Now the editorial board at the governor’s hometown paper has weighed in.
- San Francisco Chronicle: “The clock is ticking to decarbonize California. For all its flaws, Prop. 30 is a crucial effort to meet the urgency of the moment.”
Standing against the measure are the Chamber of Commerce and the California Republican Party, but also the California Teachers Association and, as the new ad makes very clear, Newsom.
Yes, that Newsom, who wants to phase out the use of gas-powered cars by 2035.
For the No camp, adopting the governor’s chiseled face as a campaign logo is a calculated political move. A July survey of likely voters in California found that 63% support the concept of the initiative. But according to an internal poll conducted by the “No” camp, those numbers flipped when its respondents were informed that the state’s top Democrat doesn’t like it.

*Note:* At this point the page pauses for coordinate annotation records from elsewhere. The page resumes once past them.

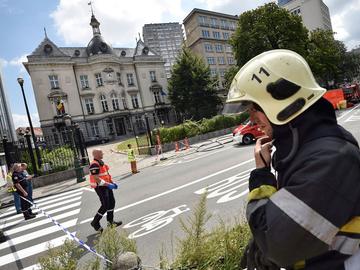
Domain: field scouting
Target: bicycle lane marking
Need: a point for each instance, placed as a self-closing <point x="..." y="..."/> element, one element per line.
<point x="174" y="189"/>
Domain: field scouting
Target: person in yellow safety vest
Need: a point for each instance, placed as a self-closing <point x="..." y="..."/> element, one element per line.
<point x="101" y="181"/>
<point x="132" y="159"/>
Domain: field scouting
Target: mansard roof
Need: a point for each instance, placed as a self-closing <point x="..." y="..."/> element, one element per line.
<point x="47" y="48"/>
<point x="142" y="49"/>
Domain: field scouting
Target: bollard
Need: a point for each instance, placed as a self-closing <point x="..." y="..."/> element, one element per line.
<point x="186" y="142"/>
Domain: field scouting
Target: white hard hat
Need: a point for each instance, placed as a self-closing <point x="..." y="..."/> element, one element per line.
<point x="279" y="81"/>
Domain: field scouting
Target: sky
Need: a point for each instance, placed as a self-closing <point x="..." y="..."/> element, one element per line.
<point x="67" y="24"/>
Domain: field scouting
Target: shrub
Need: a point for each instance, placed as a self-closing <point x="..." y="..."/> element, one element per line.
<point x="64" y="257"/>
<point x="191" y="128"/>
<point x="221" y="248"/>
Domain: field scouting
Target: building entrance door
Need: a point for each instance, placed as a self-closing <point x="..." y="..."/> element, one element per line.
<point x="120" y="126"/>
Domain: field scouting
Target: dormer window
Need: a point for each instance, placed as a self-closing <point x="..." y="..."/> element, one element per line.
<point x="54" y="81"/>
<point x="99" y="81"/>
<point x="130" y="79"/>
<point x="84" y="81"/>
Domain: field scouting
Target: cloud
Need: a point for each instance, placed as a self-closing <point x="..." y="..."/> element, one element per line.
<point x="21" y="120"/>
<point x="18" y="62"/>
<point x="120" y="22"/>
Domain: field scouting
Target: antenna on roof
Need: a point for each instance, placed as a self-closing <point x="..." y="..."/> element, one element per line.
<point x="92" y="11"/>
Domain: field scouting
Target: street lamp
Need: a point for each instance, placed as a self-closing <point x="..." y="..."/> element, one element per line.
<point x="21" y="83"/>
<point x="78" y="170"/>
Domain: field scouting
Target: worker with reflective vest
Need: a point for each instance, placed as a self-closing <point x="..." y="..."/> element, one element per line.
<point x="132" y="159"/>
<point x="101" y="181"/>
<point x="307" y="214"/>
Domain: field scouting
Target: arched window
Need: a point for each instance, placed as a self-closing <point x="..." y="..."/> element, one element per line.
<point x="104" y="103"/>
<point x="115" y="102"/>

- A statement from Clean Air California, the coalition supporting Prop. 30: “It is disappointing that the Governor would side with the California Republican Party and a handful of San Francisco billionaires who would rather kids breathe toxic, polluted air than pay their fair share.”
Though the spending data isn’t public yet, the No campaign says it plans to broadcast the ad across the state at a “seven-figure” cost.
That may explain why the campaign raised an extra $2.1 million last Friday alone. That new round of cash to fight the measure came from those who would be most likely to pay a new income surtax, should it pass (i.e. super rich people).
The biggest givers included San Francisco real estate investor Bob Emery, private equity investor Bruce Karsh and — through a 0% interest loan — Catherine Dean, chief operating officer of Govern For California, an organization at the center of a politically influential donor network that has up until now focused on legislative races and that my colleagues Alexei Koseff, Jeremia Kimelman and I wrote about recently.
In an email sent to Govern For California’s supporters at the end of the legislative session last month, founder David Crane wrote that the organization would now “turn our attention to the opposition campaign against Proposition 30.”
Dean, along with Mark Heising, a major Govern For California supporter, are listed in the ad as the campaign’s top funders. Full disclosure: Heising, along with many Govern For California donors are financial supporters of CalMatters, which retains full authority over editorial content and makes news judgments independent of donor support.